Tra le più disparate congetture e ipotesi è stata delineata anche quella attinente alla mafia locale e, in particolare, a quei gruppi mafiosi direttamente o indirettamente interessati al settore dell’edilizia i cui grossi e contrastanti interessi sono spesso sfociati in gravi atti di criminalità. Si è ritenuto che il De Mauro, anche in tale campo, avesse potuto entrare in possesso di informazioni provate su fatti, uomini o situazioni di tale pericolosa rilevanza da portare gli interessati all’eliminazione del depositario. Le indagini in tal senso sono in via di attuazione.

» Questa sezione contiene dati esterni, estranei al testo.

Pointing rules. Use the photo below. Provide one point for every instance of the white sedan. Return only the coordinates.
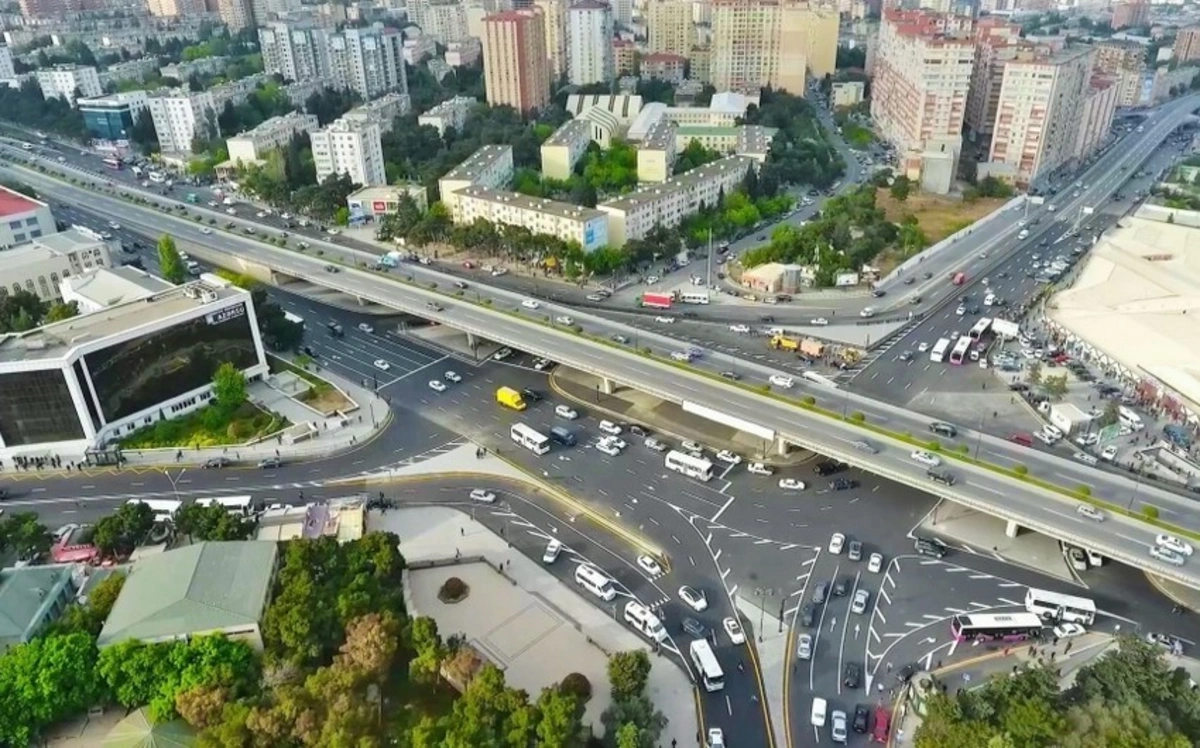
(1174, 544)
(927, 459)
(648, 564)
(696, 599)
(733, 630)
(837, 543)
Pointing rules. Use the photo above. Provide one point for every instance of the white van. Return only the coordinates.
(819, 711)
(594, 581)
(643, 621)
(1129, 419)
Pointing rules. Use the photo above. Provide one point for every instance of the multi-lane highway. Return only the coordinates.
(505, 323)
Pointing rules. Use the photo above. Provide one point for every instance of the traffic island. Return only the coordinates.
(667, 418)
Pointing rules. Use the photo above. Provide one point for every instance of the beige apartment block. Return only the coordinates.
(563, 150)
(919, 93)
(670, 27)
(634, 215)
(516, 66)
(1041, 111)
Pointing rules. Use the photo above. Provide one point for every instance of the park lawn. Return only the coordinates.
(202, 429)
(936, 215)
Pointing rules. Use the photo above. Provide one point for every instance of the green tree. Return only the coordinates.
(228, 388)
(60, 311)
(1055, 387)
(24, 536)
(172, 264)
(119, 533)
(628, 672)
(45, 681)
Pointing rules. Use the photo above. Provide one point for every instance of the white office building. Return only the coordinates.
(349, 148)
(66, 81)
(589, 34)
(73, 386)
(179, 115)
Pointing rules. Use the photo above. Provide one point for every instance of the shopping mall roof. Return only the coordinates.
(55, 341)
(1137, 300)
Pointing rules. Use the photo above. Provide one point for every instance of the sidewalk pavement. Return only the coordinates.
(1068, 656)
(370, 416)
(666, 418)
(437, 534)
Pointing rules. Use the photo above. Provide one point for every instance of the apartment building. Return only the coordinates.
(995, 42)
(919, 94)
(450, 113)
(553, 16)
(756, 43)
(444, 21)
(369, 61)
(665, 66)
(251, 147)
(569, 222)
(657, 153)
(670, 28)
(295, 49)
(1187, 45)
(564, 148)
(112, 118)
(179, 115)
(1039, 112)
(67, 81)
(1098, 109)
(589, 34)
(1126, 60)
(516, 67)
(491, 167)
(1131, 15)
(351, 148)
(666, 204)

È in doverosa e attenta considerazione l’ipotesi che il De Mauro, in esito a inchieste giornalistiche o in occasione di esse o, comunque, per qualsiasi altro motivo, avesse acquisito notizie, informazioni, confidenze, prove o altro di fatti illeciti, situazioni scabrose, legami particolari o altre cose del genere, utilizzati o da utilizzare per suo tornaconto personale in danno degli interessati. Ciò avrebbe potuto provocare la reazione difensiva o vendicativa di chi si fosse visto in pericolo nella sua libertà, nella sua reputazione od onore. Allo stato non esistono elementi concreti o fondati tali da far ritenere possibile una siffatta casuale: comunque, nella vasta gamma delle ipotesi che il grave delitto in argomento ha fatto prospettare, neanche questa è stata trascurata o sottovalutata.
Dunque, il dirigente della squadra mobile informò il magistrato che “la pista Mattei” era la sola ipotesi investigativa seria e concreta.
L’ipotesi che veniva coltivata con più convinzione dagli inquirenti, o almeno dalla squadra mobile che aveva la conduzione delle indagini, è quella della “pista Mattei”. E nell’ambito di questo filone d’indagine, che la polizia sollecitò l’emissione di idonei provvedimenti restrittivi nei riguardi del noto commercialista e titolare di uno studio di consulenza tributaria: il ragioniere Antonino Buttafuoco.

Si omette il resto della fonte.